Haïti Progrès
12 au 18 Juillet 2000
Le Canada et des États-Unis
«contribuent» à l'insécurité?Chaque semaine apporte son lot de victimes, et il en coûte déjà beaucoup pour contrôler ne serait-ce que la criminalité de droit commun. La police réussit parfois à démanteler certains gangs, mais il semble que ce soit là des coups d'épée dans l'eau, car les malfaiteurs n'ont point de difficultés à trouver de nouvelles recrues pour reconstituer leurs réseaux.
La «communauté internationale» a beau jeu de critiquer la violence en Haïti en «spectateur». Il est difficile cependant de les absoudre de toute responsabilité quand on sait, comme le disait le ministre de la Justice Camille Leblanc au cours d'une entrevue le 6 juillet à radio Haïti Inter, que le Canada et les Etats Unis ont refoulé en Haïti de 1990 à nos jours environ «3500 grands criminels». «Donc, disait Camille Leblanc, vous arrivez difficilement à gérer ce auquel vous faites déjà face et d'autres déportés continent à arriver, ce qui complique la situation...malgré les efforts de la police et de la justice...»
Le 10 juillet, un nouveau contingent de 40 repris de justice haïtiens ou d'origine haïtienne arrivaient par un vol spécial à l'aéroport de Port-au-Prince dans l'après-midi de ce même jour, s'ajoutant aux 60 qui étaient arrivés voilà deux semaines.

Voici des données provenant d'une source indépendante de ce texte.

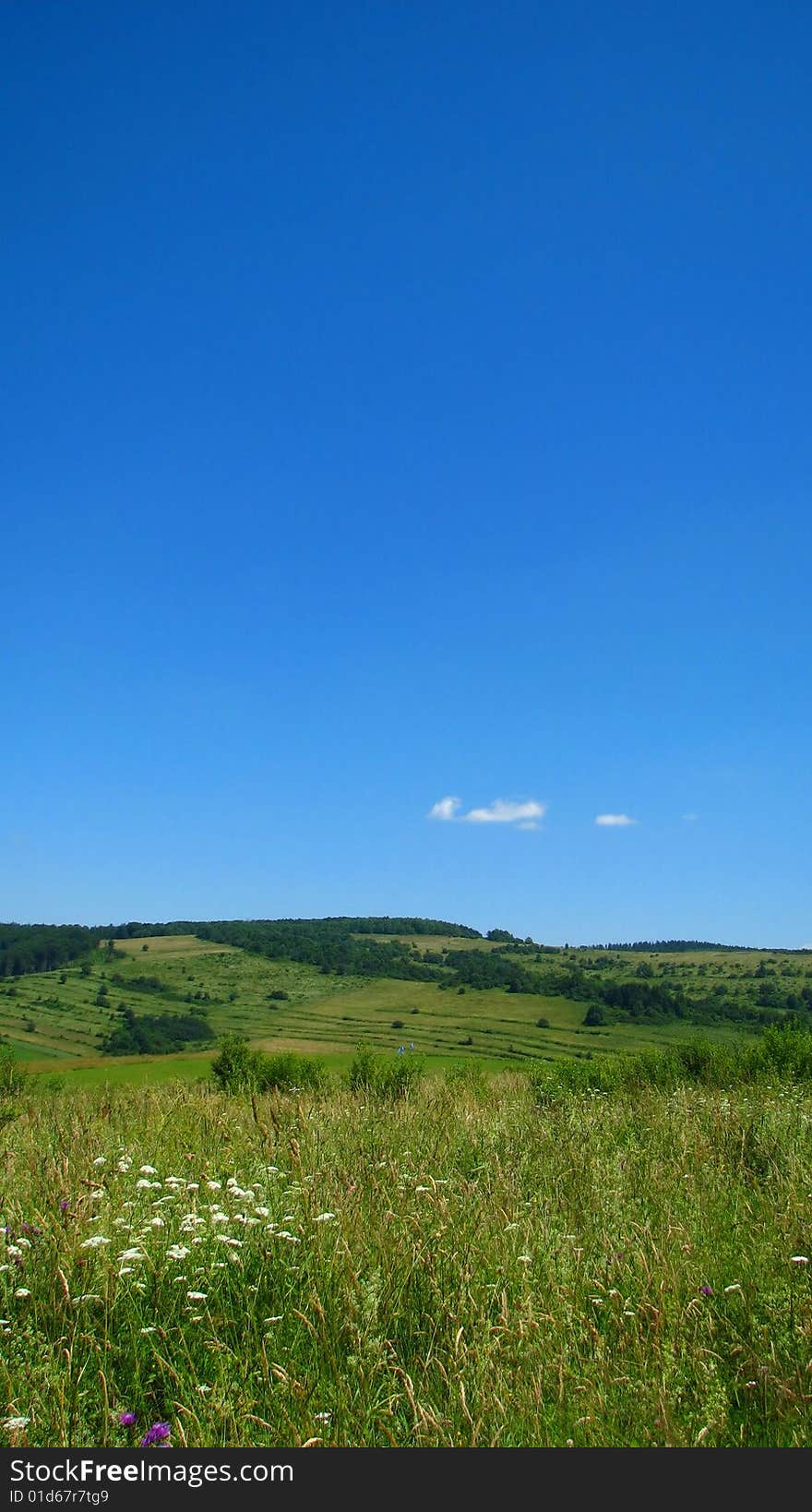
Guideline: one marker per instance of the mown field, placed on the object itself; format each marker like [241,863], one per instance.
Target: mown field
[484,1261]
[54,1021]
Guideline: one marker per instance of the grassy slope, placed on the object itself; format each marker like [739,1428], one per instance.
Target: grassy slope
[330,1014]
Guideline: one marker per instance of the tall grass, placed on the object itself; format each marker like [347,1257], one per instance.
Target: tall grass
[454,1266]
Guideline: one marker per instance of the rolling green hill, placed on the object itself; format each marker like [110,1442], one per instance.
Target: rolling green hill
[451,995]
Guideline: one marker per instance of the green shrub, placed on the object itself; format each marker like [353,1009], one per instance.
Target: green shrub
[12,1083]
[241,1068]
[383,1077]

Le directeur général du ministère de l'Intérieur, Lubrène Bien-Aimé était présent pour les recevoir. Cela n'en faisait que 100 sur les 500 qui devraient être rapatriés bientôt. Bien-Aimé déclarait à ce propos: «... Ce que nous relevons en outre, c'est que les dossiers sont encore plus pauvres, ils n'ont pas envoyé les dossiers des déportés tels que nous le voulions, et ils ont même envoyé avec moins d'informations que pour ceux que nous recevions il y a deux semaines. Il nous faudrait savoir s'ils ne sont pas nés aux USA, depuis quand ils y vivent, pourquoi ils avaient été condamnés,est-ce que ce sont des récidivistes, combien de temps sont ils restés en prison, quelles relations ont-ils en Haïti, s'ils ont encore des parents ici, leur profession, ce qu'ils ont pu apprendre en prison pour faciliter leur réinsertion ici... Nous avons par exemple le cas de 7 personnes nées aux Bahamas, sont-ils Bahaméens?, étant donné que là-bas, ils bénéficient du droit du sol...» Autant de questions qui mériteraient une réponse de la part des «tuteurs» de Washington et aussi bien d'Ottawa.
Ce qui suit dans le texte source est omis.